On the other hand, this is just interviewees adapting to a relatively high standard that the industry did set. It was discussed a ton of times, how other jobs don't require a person to present the fitness in such a rigorous manner. When companies treat every other candidate as an impostor.
Not only a candidate should be a jack of many trades but also be humble once they get put into a job that may not necessarily require those algo and system design skills right away or in a year's time.
We all know that. But I'm very curious to learn how it all started, who set the "Olympic team fit" standard.

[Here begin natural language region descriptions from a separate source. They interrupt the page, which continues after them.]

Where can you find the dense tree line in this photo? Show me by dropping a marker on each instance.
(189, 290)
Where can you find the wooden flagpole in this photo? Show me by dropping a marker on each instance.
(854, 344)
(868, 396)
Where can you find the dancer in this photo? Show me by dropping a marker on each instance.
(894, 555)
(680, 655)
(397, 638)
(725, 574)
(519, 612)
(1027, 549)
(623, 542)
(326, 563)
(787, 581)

Either you enforce a minimal level of competency upfront with academic rigor, industry-standard exams, and similar measures, or you push the entire responsibility of vetting prospective applicants downstream to the employer—which is exactly where we are right now.

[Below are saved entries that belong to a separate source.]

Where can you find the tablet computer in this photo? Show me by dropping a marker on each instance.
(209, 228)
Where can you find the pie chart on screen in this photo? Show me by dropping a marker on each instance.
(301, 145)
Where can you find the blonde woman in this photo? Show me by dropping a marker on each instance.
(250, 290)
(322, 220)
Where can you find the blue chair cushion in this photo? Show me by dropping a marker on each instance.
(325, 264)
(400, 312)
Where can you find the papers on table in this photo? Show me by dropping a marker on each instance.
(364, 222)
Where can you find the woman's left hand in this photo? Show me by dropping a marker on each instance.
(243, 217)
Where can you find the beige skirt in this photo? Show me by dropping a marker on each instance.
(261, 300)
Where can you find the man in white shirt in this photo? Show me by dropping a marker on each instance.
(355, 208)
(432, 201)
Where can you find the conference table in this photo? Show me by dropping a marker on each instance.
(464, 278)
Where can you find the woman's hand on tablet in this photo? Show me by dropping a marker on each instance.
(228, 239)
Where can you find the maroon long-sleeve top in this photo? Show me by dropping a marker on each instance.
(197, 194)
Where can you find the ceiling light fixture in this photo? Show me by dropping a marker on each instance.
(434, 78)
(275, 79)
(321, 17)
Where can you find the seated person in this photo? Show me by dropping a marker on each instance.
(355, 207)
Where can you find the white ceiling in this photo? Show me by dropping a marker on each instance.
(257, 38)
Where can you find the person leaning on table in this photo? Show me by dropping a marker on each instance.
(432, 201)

So how do we go about fixing it? For starters, I think we should bring back the Software Engineering PE Exam.
https://ncees.org/ncees-discontinuing-pe-software-engineerin...
EDIT: Just to respond to this: "It was discussed a ton of times, how other jobs don't require a person to present the fitness in such a rigorous manner"
Other occupations 100% DO have high standards - it's just that it's paid up-front.
Want to become a lawyer? - You've got to pass the LSAT, get into law school, and pass the bar.
Want to become a doctor? - You've got to pass the MCAT, get into medical school, and do residency.
Want to become a pilot? - You've got to get your PPL, pass your check ride, do your IFR, multi-engine, commercial rating, ATP.
etc. etc.
Microsoft did brain teasers like "How many ping pong balls fit on a bus?" questions. Then Google copied that to start. Google later realized that performance on these questions didn't predict performance on the job and developed a more data-driven approach that you see today (leetcode style) that other companies copy today.
I'm in the camp that interviewing loops all have tradeoffs, but if you're a smaller company you can't afford to copy how big tech giants interview candidates. Their funnels are much larger, and they can afford to skip on potentially quality candidates.